Thursday 5 February 2015

Is It Time To Take The War To ISIS?

I am against war. I am against conflict. I have spent my life reaching out to those at the extremes and to work for peace. 

With a heavy heart, placing my life in the hands of my Creator, in humility and sorrow, I arrive at a place where I am left to contemplate - is it now time to take the war to ISIS?

Before all else, let us first place things in their correct context.

Western intervention in the Middle East has lead to this. We in the West, have to take our medicine and stop the denials. There is overwhelming evidence relating to the funding, arming and support for ISIS and its precursors at the hands of Western governments. This is a thing that there is no point in arguing. It is a historic matter that has been superseded by events – however, there is no peace without justice, and without this acknowledgement, the great fear is that Western governments will continue to live under the misguided and misplaced belief that their (our) exceptionalism is justified. It isn’t.

The destruction of the Middle East is no new game. The Berlin Congress in 1878 saw the Western powers come together to divide-up the territories of the Middle East and Africa, amongst themselves. It mattered not that people of antiquity lived in those territories, in relative peace. And so hell was brought to these places, and undoubtedly, whilst the benefits of modernity came to places, tyrants were installed and supported, native populations wiped-out, tribes and ethnic groups were studied, categorised and pitted one against another, to destruction. It has been a straight line to today.
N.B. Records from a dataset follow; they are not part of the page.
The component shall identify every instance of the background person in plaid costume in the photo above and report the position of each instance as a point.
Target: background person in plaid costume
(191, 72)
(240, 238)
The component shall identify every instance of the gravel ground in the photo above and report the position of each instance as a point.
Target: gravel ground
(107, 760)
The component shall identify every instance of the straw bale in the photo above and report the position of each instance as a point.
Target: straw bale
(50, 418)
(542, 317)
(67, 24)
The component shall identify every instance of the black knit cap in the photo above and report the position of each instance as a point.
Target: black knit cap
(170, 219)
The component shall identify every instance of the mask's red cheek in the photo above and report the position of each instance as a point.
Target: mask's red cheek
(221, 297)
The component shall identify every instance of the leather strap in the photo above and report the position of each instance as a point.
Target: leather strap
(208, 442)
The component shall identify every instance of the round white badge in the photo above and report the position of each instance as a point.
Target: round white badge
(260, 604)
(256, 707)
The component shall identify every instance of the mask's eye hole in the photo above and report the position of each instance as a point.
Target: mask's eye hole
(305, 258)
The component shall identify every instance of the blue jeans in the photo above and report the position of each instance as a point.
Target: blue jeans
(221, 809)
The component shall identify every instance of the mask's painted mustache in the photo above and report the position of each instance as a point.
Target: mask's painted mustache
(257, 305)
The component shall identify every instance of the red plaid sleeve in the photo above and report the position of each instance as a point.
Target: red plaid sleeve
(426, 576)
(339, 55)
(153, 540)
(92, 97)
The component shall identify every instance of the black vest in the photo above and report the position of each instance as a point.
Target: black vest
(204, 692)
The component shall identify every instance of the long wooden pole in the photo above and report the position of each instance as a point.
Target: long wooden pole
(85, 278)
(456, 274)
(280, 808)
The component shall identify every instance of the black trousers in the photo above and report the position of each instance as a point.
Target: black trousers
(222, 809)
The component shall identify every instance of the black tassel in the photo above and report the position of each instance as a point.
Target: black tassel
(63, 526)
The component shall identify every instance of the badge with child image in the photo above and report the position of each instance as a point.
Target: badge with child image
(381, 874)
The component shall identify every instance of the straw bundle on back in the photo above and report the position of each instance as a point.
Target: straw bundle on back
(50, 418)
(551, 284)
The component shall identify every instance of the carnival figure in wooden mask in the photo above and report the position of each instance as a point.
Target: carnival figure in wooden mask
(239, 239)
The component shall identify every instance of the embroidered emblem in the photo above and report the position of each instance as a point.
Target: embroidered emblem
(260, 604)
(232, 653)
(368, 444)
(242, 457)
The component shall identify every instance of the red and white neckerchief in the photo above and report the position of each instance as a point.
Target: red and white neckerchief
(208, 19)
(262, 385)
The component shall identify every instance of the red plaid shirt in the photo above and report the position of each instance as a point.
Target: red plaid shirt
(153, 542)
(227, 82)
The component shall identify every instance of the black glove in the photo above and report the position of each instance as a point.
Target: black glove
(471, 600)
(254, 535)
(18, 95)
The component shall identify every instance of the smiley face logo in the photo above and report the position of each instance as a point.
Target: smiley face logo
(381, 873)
Almost 150 years of war and a reign of terror has gripped Africa and the Middle East. In a war torn society, the political, economic and social infrastructure is ripped asunder. Enlightenment is born out of peace but neither survives. Nations destroyed by war give birth to hardened hearts, brutality and harshness. As to the question of who opened the door to this strife and destruction, this rests at the feet of Western powers. Through WW1, WW2, whilst in Britain and Europe a new normalcy returned, US and European lead wars continued to scorch the rest of the world. A century and half of constant, non-stop war. Between Russia and the West, there has been no respite. None. Moral relativists will turn to Kosovo, Bosnia (whilst glossing over the fact UN peacekeepers disarmed the Muslims in the hills around Sarajevo, who were then slaughtered once rounded-up in UN compounds) and a plethora of other successful peace-keeping missions to justify exceptionalism. It’s a failed model. The ideology that the nation state has emerged to create a peaceful secular society; that democracy is being implemented around the world; the idea that benevolence rather than self-interest is the driver for intervention; that the $1 of economic aid to Africa should be revered, whilst Western governments and interests receive $13 in return from Africa is swept under the proverbial rug.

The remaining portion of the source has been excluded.